Q-HyViT: Post-Training Quantization of Hybrid Vision Transformers with Bridge Block Reconstruction for IoT Systems

TL;DR

This paper introduces Q-HyViT, a novel post-training quantization method specifically designed for efficient hybrid vision transformers, significantly improving their accuracy and making them more suitable for IoT devices.

Contribution

It is the first to successfully apply post-training quantization to efficient hybrid vision transformers, overcoming key challenges and enhancing performance.

Findings

Achieved 17.73% average accuracy improvement at 8-bit quantization.

Achieved 29.75% average accuracy improvement at 6-bit quantization.

Demonstrated effectiveness on multiple hybrid ViT architectures.

Abstract

Recently, vision transformers (ViTs) have superseded convolutional neural networks in numerous applications, including classification, detection, and segmentation.

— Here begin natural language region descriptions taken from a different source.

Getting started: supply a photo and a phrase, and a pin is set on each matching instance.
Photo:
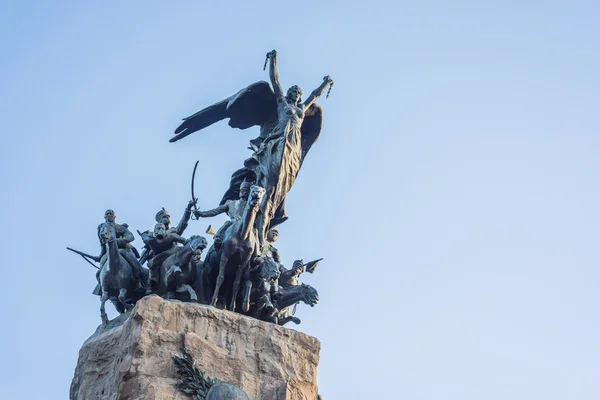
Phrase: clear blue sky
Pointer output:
(453, 192)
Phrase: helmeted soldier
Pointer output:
(162, 243)
(128, 251)
(233, 208)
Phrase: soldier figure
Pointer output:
(161, 244)
(163, 217)
(130, 253)
(233, 208)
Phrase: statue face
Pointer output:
(244, 192)
(198, 243)
(159, 231)
(294, 93)
(109, 216)
(256, 194)
(107, 231)
(272, 236)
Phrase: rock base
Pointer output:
(132, 357)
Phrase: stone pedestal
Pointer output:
(132, 358)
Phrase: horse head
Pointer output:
(268, 269)
(197, 244)
(107, 232)
(256, 195)
(310, 295)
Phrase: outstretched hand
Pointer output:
(191, 204)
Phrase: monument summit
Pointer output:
(208, 324)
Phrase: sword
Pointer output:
(194, 199)
(86, 256)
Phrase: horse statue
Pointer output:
(240, 243)
(117, 282)
(292, 295)
(207, 272)
(177, 272)
(258, 287)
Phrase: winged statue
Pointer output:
(288, 129)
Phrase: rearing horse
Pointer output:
(240, 242)
(116, 276)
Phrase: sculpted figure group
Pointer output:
(242, 269)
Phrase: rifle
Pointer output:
(86, 257)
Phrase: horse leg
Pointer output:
(171, 274)
(187, 288)
(247, 290)
(123, 299)
(220, 279)
(103, 308)
(236, 283)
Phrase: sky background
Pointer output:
(453, 192)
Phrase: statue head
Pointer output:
(109, 215)
(198, 244)
(268, 269)
(146, 235)
(107, 230)
(217, 242)
(163, 217)
(310, 295)
(256, 195)
(272, 235)
(159, 231)
(294, 94)
(245, 189)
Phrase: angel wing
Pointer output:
(254, 105)
(251, 106)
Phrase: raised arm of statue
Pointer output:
(272, 55)
(185, 219)
(127, 237)
(212, 213)
(318, 92)
(179, 239)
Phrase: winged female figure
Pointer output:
(288, 129)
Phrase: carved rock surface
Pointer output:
(132, 358)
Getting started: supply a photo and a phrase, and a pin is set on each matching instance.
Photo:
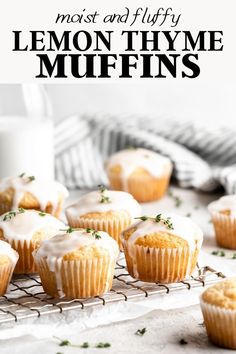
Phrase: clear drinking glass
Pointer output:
(26, 131)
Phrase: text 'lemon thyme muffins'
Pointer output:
(30, 192)
(8, 259)
(218, 304)
(223, 213)
(143, 173)
(162, 249)
(109, 211)
(78, 264)
(24, 230)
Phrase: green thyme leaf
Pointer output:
(141, 332)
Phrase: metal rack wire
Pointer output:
(26, 297)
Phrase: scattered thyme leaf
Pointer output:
(183, 341)
(103, 345)
(85, 345)
(141, 332)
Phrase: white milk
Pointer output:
(26, 145)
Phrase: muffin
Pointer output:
(143, 173)
(29, 192)
(223, 213)
(24, 230)
(218, 304)
(8, 259)
(109, 211)
(162, 249)
(77, 264)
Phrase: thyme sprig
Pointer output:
(104, 197)
(8, 216)
(158, 218)
(94, 233)
(27, 178)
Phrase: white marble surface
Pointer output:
(164, 328)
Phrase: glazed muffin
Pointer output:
(162, 249)
(24, 230)
(77, 264)
(8, 259)
(218, 304)
(223, 213)
(143, 173)
(109, 211)
(29, 192)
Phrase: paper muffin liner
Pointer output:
(25, 264)
(113, 226)
(143, 188)
(225, 230)
(220, 324)
(76, 278)
(6, 271)
(164, 265)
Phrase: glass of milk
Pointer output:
(26, 141)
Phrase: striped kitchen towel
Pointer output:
(203, 157)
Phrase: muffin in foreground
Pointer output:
(218, 304)
(223, 213)
(109, 211)
(143, 173)
(30, 192)
(160, 249)
(24, 230)
(8, 259)
(77, 264)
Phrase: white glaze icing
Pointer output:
(183, 227)
(227, 202)
(155, 164)
(23, 226)
(6, 250)
(90, 202)
(44, 190)
(57, 247)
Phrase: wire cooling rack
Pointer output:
(26, 298)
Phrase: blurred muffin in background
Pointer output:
(162, 249)
(77, 264)
(8, 259)
(223, 214)
(143, 173)
(29, 192)
(218, 304)
(104, 210)
(24, 230)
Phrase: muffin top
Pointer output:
(44, 191)
(164, 232)
(139, 160)
(26, 225)
(222, 294)
(77, 244)
(7, 251)
(105, 201)
(225, 205)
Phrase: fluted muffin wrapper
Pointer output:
(225, 230)
(76, 278)
(164, 265)
(25, 263)
(113, 226)
(142, 188)
(220, 324)
(6, 271)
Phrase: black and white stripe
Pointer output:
(203, 158)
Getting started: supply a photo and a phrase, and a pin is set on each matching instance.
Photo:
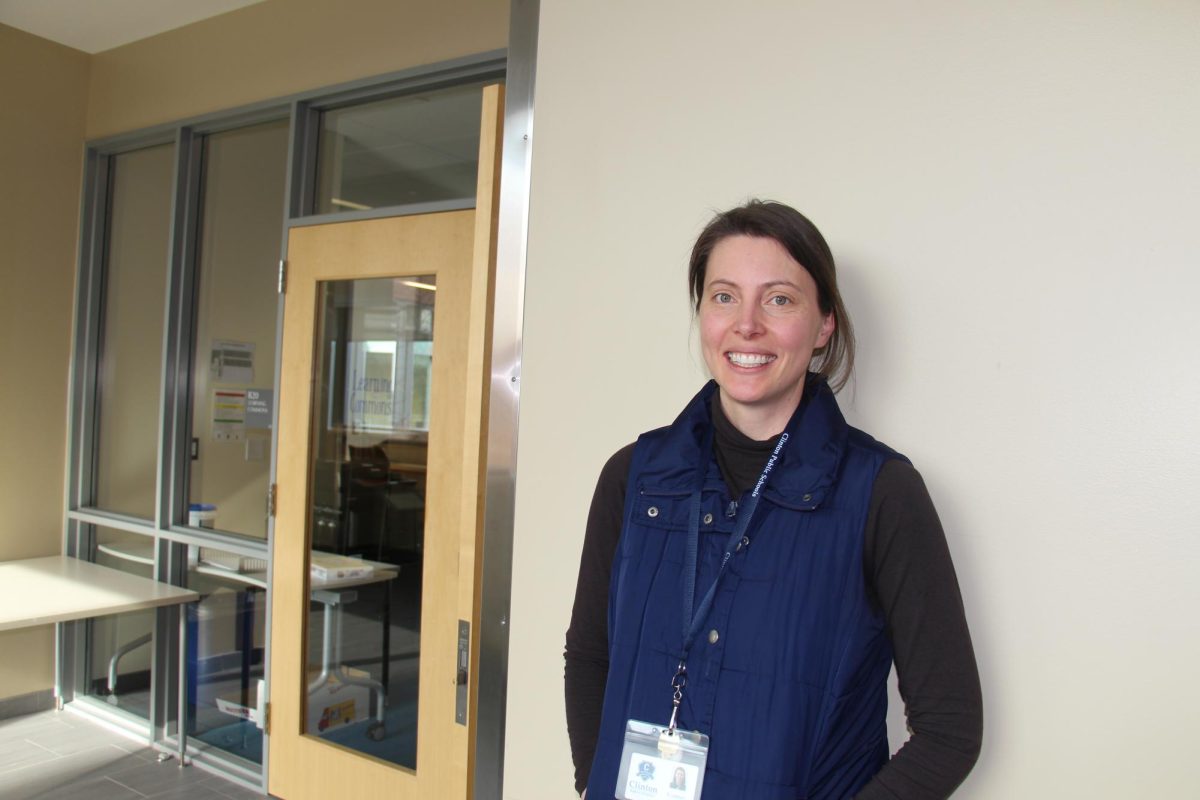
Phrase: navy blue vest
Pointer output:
(789, 674)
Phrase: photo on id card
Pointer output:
(649, 777)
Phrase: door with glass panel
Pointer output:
(381, 429)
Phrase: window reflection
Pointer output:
(370, 427)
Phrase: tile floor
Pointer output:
(65, 756)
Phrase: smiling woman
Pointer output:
(762, 564)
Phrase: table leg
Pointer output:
(181, 721)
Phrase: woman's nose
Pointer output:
(749, 320)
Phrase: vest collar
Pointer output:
(808, 464)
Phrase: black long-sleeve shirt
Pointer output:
(911, 578)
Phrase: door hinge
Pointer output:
(462, 678)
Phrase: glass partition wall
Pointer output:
(174, 390)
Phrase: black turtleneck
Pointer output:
(910, 578)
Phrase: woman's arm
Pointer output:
(587, 638)
(912, 578)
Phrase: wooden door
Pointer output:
(383, 407)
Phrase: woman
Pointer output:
(769, 561)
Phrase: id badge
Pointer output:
(660, 764)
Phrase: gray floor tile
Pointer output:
(21, 753)
(49, 779)
(156, 779)
(95, 789)
(65, 756)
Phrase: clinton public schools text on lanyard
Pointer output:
(670, 763)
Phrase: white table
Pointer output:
(331, 594)
(63, 589)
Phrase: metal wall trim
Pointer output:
(504, 402)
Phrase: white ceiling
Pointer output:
(95, 25)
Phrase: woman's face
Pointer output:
(760, 322)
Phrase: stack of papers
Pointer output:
(330, 566)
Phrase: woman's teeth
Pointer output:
(749, 359)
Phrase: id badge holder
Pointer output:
(661, 764)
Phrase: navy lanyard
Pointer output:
(693, 623)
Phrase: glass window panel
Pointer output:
(412, 149)
(119, 663)
(369, 513)
(226, 650)
(129, 392)
(235, 313)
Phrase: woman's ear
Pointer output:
(827, 328)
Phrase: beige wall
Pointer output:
(281, 47)
(43, 90)
(54, 98)
(1011, 190)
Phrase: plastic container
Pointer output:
(202, 515)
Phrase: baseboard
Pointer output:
(24, 704)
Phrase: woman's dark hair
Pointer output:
(803, 242)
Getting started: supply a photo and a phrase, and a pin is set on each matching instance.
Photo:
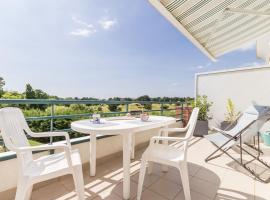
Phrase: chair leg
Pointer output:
(22, 192)
(185, 180)
(29, 192)
(133, 142)
(78, 182)
(141, 178)
(150, 166)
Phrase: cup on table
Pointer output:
(96, 118)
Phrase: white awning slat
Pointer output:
(217, 26)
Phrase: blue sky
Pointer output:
(100, 48)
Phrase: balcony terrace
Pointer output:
(220, 179)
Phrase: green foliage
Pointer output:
(12, 95)
(147, 106)
(144, 98)
(202, 103)
(30, 93)
(113, 107)
(231, 115)
(2, 84)
(165, 106)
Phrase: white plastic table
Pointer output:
(126, 128)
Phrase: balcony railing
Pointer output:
(174, 109)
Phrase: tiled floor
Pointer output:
(219, 179)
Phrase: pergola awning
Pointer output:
(217, 26)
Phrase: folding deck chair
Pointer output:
(246, 129)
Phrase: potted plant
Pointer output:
(202, 124)
(230, 117)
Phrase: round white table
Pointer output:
(124, 127)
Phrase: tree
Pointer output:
(39, 94)
(2, 84)
(12, 95)
(29, 92)
(144, 98)
(113, 107)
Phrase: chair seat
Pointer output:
(219, 139)
(50, 164)
(164, 153)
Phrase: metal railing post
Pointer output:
(161, 108)
(51, 126)
(182, 112)
(127, 107)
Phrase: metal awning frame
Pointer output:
(158, 5)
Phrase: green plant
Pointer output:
(202, 103)
(231, 115)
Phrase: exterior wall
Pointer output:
(243, 86)
(105, 147)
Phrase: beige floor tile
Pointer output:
(219, 179)
(165, 188)
(228, 194)
(204, 187)
(236, 185)
(194, 196)
(149, 179)
(110, 197)
(149, 195)
(118, 190)
(262, 191)
(50, 192)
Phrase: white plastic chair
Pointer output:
(170, 155)
(13, 128)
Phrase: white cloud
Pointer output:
(174, 84)
(107, 24)
(248, 46)
(85, 29)
(83, 32)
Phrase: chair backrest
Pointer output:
(251, 121)
(192, 123)
(190, 129)
(13, 126)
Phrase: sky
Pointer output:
(101, 48)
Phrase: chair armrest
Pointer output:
(49, 147)
(174, 129)
(52, 134)
(180, 130)
(173, 139)
(43, 147)
(219, 130)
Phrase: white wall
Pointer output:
(242, 85)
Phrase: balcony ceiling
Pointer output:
(217, 26)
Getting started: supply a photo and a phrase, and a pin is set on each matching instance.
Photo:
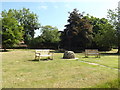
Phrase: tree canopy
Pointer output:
(11, 30)
(78, 31)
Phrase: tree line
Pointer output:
(81, 32)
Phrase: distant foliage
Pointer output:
(114, 18)
(48, 39)
(103, 33)
(78, 32)
(12, 32)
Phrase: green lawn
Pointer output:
(21, 71)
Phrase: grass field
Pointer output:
(21, 71)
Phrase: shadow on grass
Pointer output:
(40, 60)
(4, 50)
(110, 53)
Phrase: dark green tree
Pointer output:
(49, 38)
(78, 32)
(103, 33)
(11, 30)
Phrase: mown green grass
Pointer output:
(21, 71)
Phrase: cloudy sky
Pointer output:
(55, 12)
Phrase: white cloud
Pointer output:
(43, 7)
(55, 6)
(67, 6)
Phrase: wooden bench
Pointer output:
(92, 52)
(43, 53)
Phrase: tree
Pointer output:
(49, 38)
(113, 17)
(78, 32)
(103, 33)
(11, 31)
(28, 20)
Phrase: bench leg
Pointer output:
(39, 58)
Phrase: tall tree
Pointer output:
(49, 38)
(103, 33)
(113, 17)
(27, 19)
(11, 30)
(78, 32)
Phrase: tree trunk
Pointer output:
(118, 49)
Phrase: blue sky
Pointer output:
(55, 13)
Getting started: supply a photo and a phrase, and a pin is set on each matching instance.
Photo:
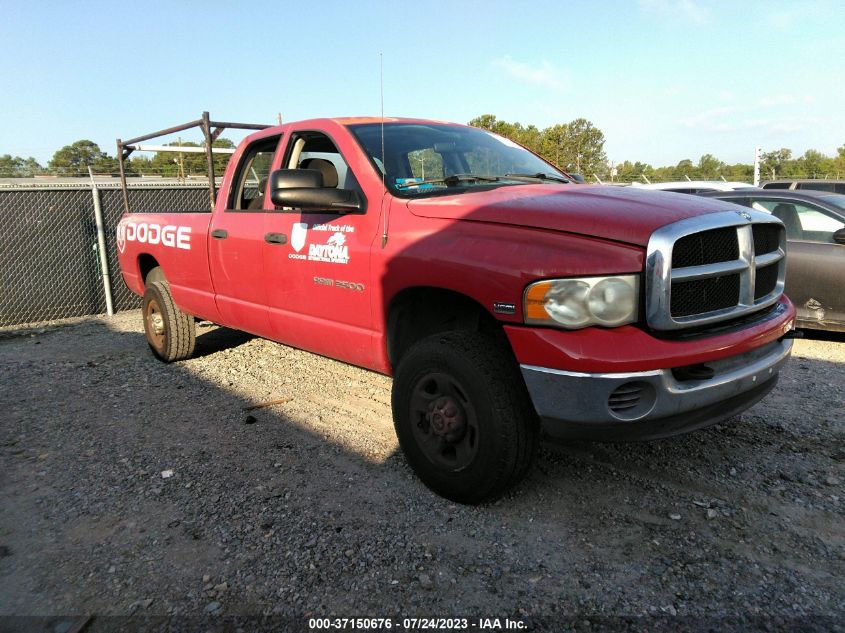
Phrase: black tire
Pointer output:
(463, 416)
(170, 333)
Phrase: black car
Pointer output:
(815, 263)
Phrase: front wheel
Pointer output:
(463, 416)
(170, 332)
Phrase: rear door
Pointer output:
(236, 243)
(318, 280)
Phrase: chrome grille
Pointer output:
(713, 268)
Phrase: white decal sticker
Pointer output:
(121, 235)
(150, 233)
(298, 235)
(335, 249)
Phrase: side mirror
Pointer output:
(303, 189)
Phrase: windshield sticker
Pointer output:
(151, 233)
(408, 183)
(504, 141)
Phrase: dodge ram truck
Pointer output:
(503, 299)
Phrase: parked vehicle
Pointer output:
(815, 231)
(793, 184)
(694, 186)
(495, 292)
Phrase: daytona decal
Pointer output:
(332, 250)
(150, 233)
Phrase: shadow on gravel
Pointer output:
(218, 339)
(823, 335)
(134, 487)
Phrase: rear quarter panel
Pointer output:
(179, 243)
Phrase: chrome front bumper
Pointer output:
(650, 404)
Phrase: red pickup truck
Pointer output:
(500, 296)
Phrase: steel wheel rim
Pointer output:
(444, 423)
(154, 326)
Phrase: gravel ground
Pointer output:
(129, 486)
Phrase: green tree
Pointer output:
(175, 164)
(774, 163)
(74, 160)
(709, 167)
(585, 148)
(683, 169)
(17, 167)
(815, 164)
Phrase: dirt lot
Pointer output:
(130, 486)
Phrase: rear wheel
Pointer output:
(170, 332)
(463, 416)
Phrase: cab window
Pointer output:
(315, 150)
(250, 182)
(803, 222)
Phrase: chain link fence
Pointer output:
(49, 260)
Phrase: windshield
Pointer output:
(429, 158)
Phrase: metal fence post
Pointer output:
(101, 245)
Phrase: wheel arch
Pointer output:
(149, 269)
(420, 311)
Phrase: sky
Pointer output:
(664, 80)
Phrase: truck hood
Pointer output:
(621, 214)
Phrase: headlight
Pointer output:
(577, 303)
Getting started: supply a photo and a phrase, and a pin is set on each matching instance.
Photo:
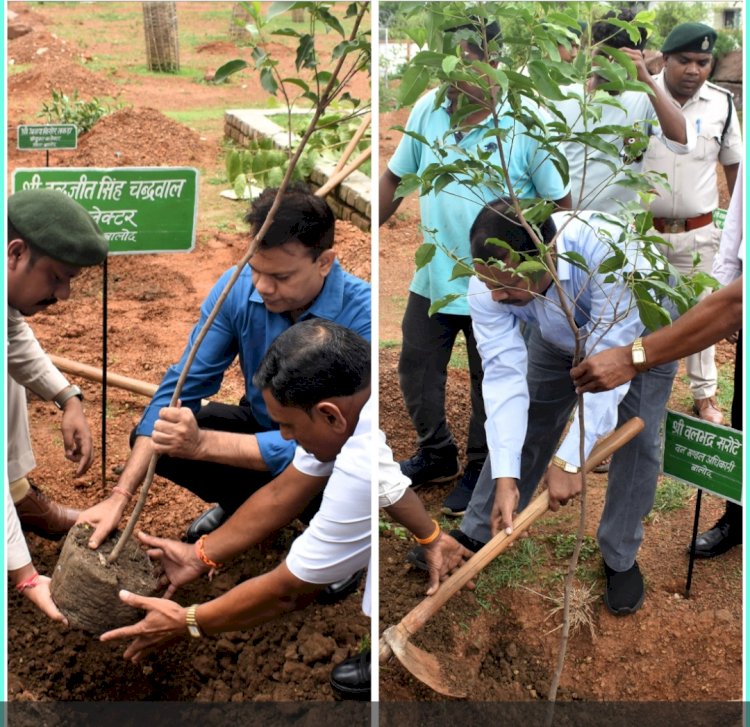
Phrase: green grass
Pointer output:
(563, 543)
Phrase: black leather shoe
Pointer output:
(625, 590)
(351, 678)
(416, 555)
(718, 540)
(341, 589)
(205, 524)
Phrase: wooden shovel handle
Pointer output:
(421, 613)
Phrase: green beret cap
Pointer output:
(690, 38)
(57, 226)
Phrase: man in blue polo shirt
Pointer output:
(446, 219)
(294, 276)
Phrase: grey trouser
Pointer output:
(634, 469)
(423, 371)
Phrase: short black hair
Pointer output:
(498, 220)
(314, 360)
(301, 216)
(484, 31)
(613, 35)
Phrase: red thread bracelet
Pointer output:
(30, 582)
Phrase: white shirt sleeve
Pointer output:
(505, 391)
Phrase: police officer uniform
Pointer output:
(684, 215)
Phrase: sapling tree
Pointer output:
(518, 84)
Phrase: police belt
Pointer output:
(674, 225)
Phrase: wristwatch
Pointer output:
(571, 469)
(638, 355)
(193, 629)
(67, 393)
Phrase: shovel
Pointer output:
(426, 667)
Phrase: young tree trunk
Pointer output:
(162, 43)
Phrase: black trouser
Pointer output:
(227, 485)
(423, 372)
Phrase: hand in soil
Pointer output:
(40, 596)
(77, 435)
(165, 621)
(444, 556)
(181, 564)
(176, 433)
(562, 486)
(104, 517)
(506, 501)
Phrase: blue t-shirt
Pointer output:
(452, 211)
(245, 328)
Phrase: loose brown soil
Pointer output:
(507, 638)
(153, 303)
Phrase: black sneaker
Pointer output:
(432, 466)
(625, 590)
(416, 555)
(458, 500)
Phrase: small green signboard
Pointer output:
(139, 209)
(706, 455)
(36, 137)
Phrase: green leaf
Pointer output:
(425, 252)
(305, 52)
(439, 304)
(409, 183)
(449, 64)
(413, 84)
(229, 68)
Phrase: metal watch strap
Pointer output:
(193, 629)
(67, 393)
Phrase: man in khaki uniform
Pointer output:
(683, 216)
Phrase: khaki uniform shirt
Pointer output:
(692, 176)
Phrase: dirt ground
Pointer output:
(153, 301)
(674, 649)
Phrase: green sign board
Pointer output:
(139, 209)
(36, 137)
(706, 455)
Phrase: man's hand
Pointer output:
(177, 434)
(77, 440)
(444, 555)
(181, 564)
(562, 486)
(105, 517)
(604, 371)
(165, 621)
(506, 502)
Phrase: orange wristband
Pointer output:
(431, 537)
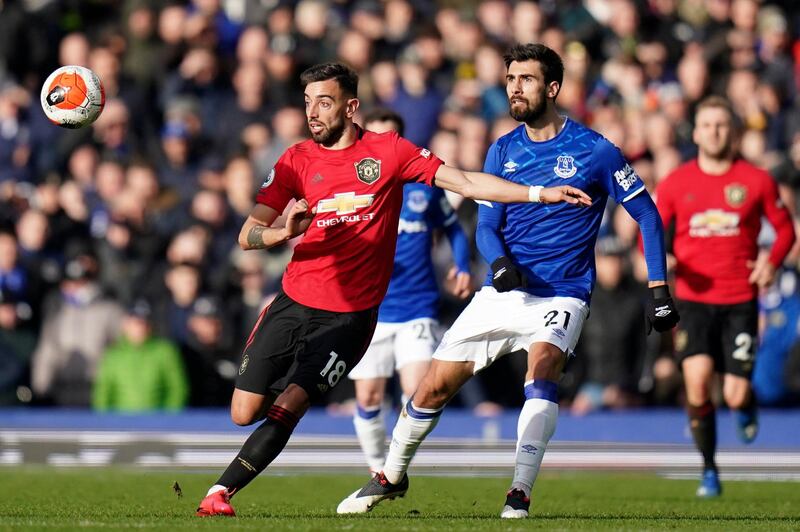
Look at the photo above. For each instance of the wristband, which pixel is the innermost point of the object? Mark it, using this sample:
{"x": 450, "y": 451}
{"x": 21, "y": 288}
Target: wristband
{"x": 533, "y": 193}
{"x": 660, "y": 291}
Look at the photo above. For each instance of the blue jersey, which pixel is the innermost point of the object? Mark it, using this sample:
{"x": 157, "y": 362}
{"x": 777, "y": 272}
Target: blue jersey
{"x": 553, "y": 245}
{"x": 413, "y": 292}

However, the high computational requirements of ViTs hinder their widespread implementation. To address this issue, researchers have proposed efficient hybrid transformer architectures that combine convolutional and transformer layers with optimized attention computation of linear complexity. Additionally, post-training quantization has been proposed as a means of mitigating computational demands. For mobile devices, achieving optimal acceleration for ViTs necessitates the strategic integration of quantization techniques and efficient hybrid transformer structures. However, no prior investigation has applied quantization to efficient hybrid transformers. In this paper, we discover that applying existing post-training quantization (PTQ) methods for ViTs to efficient hybrid transformers leads to a drastic accuracy drop, attributed to the four following challenges: (i) highly dynamic ranges, (ii) zero-point overflow, (iii) diverse normalization, and (iv) limited model parameters ($<$5M). To overcome these challenges, we propose a new post-training quantization method, which is the first to quantize efficient hybrid ViTs (MobileViTv1, MobileViTv2, Mobile-Former, EfficientFormerV1, EfficientFormerV2). We achieve a significant improvement of 17.73% for 8-bit and 29.75% for 6-bit on average, respectively, compared with existing PTQ methods (EasyQuant, FQ-ViT, PTQ4ViT, and RepQ-ViT)}. We plan to release our code at https://gitlab.com/ones-ai/q-hyvit.